Crews work to shut down the Lowell biodigester in this photo taken on November 28.

LEAD did not provide a definite date for when the sludge would be completely removed, but its goal was Friday, December 2. The tank would then be power-washed. Since the membrane on the facility is ruptured, local residents will likely still smell odor until the tank is completely empty and has been cleaned.

The company did not send a representative to the meeting, but Lowell’s First Look contacted Greg Northrup, a managing member of LEAD, prior to the joint session. In an email, he said the company did not plan to attend because they did not believe any action was being proposed at the time.

Northup also addressed news reports that described the weekend rupture as a near explosion. “There never was an explosion potential,” he wrote. “Both the inner and outer membranes ruptured as they were designed to do to prevent structural damage.”

The circumstances surrounding the rupture are still being investigated by LEAD. Northrup added the tank and its sub-systems would be inspected and reviewed after being emptied.

Council, Board Members Apologetic; Residents Angry

Striking an apologetic tone, city council members and Lowell Light & Power board members admitted during the meeting that mistakes had been made. “We let you down,” said Tina Cadwallader, a member of the Lowell Light & Power Board. “And I apologize.”

Members of the Lowell Light & Power board listen to citizen comments during Thursday's joint meeting.
City leaders listen to citizen comments during Thursday’s joint meeting.

Cadwallader wasn’t the only one to apologize during the initial hour-long open meeting. “I deeply apologize,” said Jim Hodges, a city council member who was mayor at the time the biodigester contract was approved. The facility, which was intended to be the first in the nation to use its technology, was “too daring perhaps,” according to the former mayor. “This was not the way it was supposed to be.”
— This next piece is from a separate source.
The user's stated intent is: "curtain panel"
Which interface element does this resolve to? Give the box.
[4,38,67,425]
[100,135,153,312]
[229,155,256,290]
That was a common theme among council and board members who had been part of the original vetting process for the project. A team went to Germany to review biodigester plants there and found them to be odor-free. They were also given high marks by those living near them and working in them. However, city officials say the facility created by LEAD has been a far cry from what was envisioned and promised. “It’s been a failure,” said Lowell Light & Power chair Perry Beachum.

The apologies did little to appease some city residents who were upset with the placement of the biodigester as well as the seemingly slow response from city leaders to shut it down. Ryan Mitchell, a resident of Amity Street, expressed the frustration of many in the crowd. “It’s nasty, and nasty and kids don’t go together,” he said, referencing the biodigester’s location in the neighborhood. “There’s nothing wrong with forward thinking and progress but don’t do it in the backyard of kids.”

What happens next for the Lowell biodigester

After hearing public comments, the council and board went into an approximately 90-minute closed session to discuss their legal options. Once they reconvened, both groups passed motions.

The City Council moved to have LEAD’s wastewater permits revoked. Its second motion was to direct the city manager to terminate the lease agreement with LEAD by January 16, 2017 if a mutual agreement to dismantle the facility before then cannot be reached. Both motions passed unanimously.

Meanwhile, the Lowell Light & Power Board voted unanimously to revoke the purchase power agreement by January 16, 2017 if a mutual agreement to dismantle the biodigester was not made before then. The purchase power agreement is the document which stipulates the terms by which the city utility purchases power from the biodigester.

It remains unclear what happens to the Lowell biodigester equipment if LEAD does not agree to dismantle and remove it.